Intra-articularly administered MSCs do not appear to adhere well to cartilage and again mainly engraft into synovium. However, in an experimental menisectomy model in a large animal model (the goat), injected MSCs demonstrated both a reduction in severity of subsequent osteoarthritis and a degree of meniscal neogenesis not seen in controls (Murphy et al, 2003). Consequently there has been interest in using MSCs for the treatment of problematic meniscal injuries in horses, which carry a poor prognosis. A publication has supported this hypothesis, with improved effectiveness of MSCs in naturally-occurring meniscal injuries (Ferris et al, 2014) although the degree of improvement was mild. This author considers their use for the treatment of grade III meniscal tears, identified ultrasonographically or arthroscopically, where the joint is stable.
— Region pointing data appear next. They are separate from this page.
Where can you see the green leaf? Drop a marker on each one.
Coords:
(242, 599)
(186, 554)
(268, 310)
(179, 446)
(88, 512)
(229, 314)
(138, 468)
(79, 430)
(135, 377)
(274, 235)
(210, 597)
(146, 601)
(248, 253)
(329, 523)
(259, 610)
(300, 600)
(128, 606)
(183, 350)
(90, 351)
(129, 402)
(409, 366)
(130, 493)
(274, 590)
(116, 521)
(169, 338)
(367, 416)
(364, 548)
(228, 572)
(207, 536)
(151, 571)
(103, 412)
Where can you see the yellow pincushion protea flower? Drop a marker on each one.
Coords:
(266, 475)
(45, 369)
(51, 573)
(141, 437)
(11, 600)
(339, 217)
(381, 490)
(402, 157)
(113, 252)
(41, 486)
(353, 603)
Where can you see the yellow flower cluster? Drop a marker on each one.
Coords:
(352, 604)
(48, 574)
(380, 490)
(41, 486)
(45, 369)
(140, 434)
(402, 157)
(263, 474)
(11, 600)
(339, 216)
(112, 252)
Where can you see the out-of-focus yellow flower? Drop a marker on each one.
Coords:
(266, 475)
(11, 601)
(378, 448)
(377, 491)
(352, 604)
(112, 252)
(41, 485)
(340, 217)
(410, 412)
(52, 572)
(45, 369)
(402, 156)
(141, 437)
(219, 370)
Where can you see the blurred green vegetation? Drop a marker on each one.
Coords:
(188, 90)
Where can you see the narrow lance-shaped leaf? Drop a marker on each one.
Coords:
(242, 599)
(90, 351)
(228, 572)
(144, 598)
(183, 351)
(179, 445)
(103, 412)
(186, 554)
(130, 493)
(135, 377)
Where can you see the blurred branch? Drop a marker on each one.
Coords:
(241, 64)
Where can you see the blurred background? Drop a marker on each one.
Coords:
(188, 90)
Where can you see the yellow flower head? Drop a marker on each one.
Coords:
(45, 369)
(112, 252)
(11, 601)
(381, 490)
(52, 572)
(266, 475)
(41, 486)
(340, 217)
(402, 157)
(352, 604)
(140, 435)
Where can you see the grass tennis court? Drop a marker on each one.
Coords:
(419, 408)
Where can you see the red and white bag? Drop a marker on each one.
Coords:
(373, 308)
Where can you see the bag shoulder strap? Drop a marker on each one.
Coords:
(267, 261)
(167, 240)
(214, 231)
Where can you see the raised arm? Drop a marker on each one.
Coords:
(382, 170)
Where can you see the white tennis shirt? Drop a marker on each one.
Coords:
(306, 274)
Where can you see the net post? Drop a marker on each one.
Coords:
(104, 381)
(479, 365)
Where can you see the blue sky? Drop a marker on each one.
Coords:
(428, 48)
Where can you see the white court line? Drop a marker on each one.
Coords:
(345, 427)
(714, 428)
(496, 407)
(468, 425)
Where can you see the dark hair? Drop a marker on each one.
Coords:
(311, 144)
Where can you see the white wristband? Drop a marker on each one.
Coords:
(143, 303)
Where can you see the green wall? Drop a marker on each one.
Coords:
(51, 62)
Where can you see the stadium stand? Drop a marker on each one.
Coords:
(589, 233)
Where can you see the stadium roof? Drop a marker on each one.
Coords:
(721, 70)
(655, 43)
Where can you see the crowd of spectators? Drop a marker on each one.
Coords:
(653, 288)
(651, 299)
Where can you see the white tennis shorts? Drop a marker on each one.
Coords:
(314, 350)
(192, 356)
A third use in joints is for incorporation with a bone substitute for the filling of subchondral bone cysts arthroscopically. No clinical series have been published to date; anecdotal reports on clinical cases show that they can be effective but are probably best reserved for bone cysts that have been refractory to more conventional therapeutic approaches.

Conclusions

There is currently a wide array of stem cell preparations available to the practitioner. It is presently not clear which offers the most effective treatment, but better characterisation of biological therapies and comparative studies are desirable future goals to inform which are the best to use. Experimental and clinical evidence in naturally-occurring tendon injury has shown that MSCs can have a significant benefit in the treatment of over-strain injuries where there is a contained lesion, with the greatest effectiveness being for large lesions treated early. In contrast, the evidence for the efficacy of intra-synovially administered MSCs for tendon tears inside tendon sheaths and bursae, or for joint disease, is more limited, so strong conclusions about their efficacy can not currently be made, although it is possible that they can offer some benefit for the treatment of some joint diseases.

KEY POINTS

• Regenerative medicine offers a unique strategy for the treatment of musculoskeletal disease.
• ‘Regenerative medicine’ techniques currently available are rarely, if ever, truly regenerative but have still been shown to improve healing. Hence ‘biological therapies’ is probably a more accurate term at present.
• The most commonly used biological therapies, prepared from the patient's own blood or tissues, are platelet-rich plasma, interleukin-1 receptor antagonist protein, and mesenchymal stem cells.
• Platelet-rich plasma acts by delivering anabolic growth factors.
• Interleukin-1 receptor antagonist protein acts by delivering growth factors and possibly inhibiting interleukin-1.
• Mesenchymal stem cells most likely act through paracrine factors they secrete that are immunomodulatory and influence the inflammatory process to achieve more functional healing.
• In equine orthopaedics, biological therapies are most commonly used for the treatment of tendon and ligament injuries and joint disease.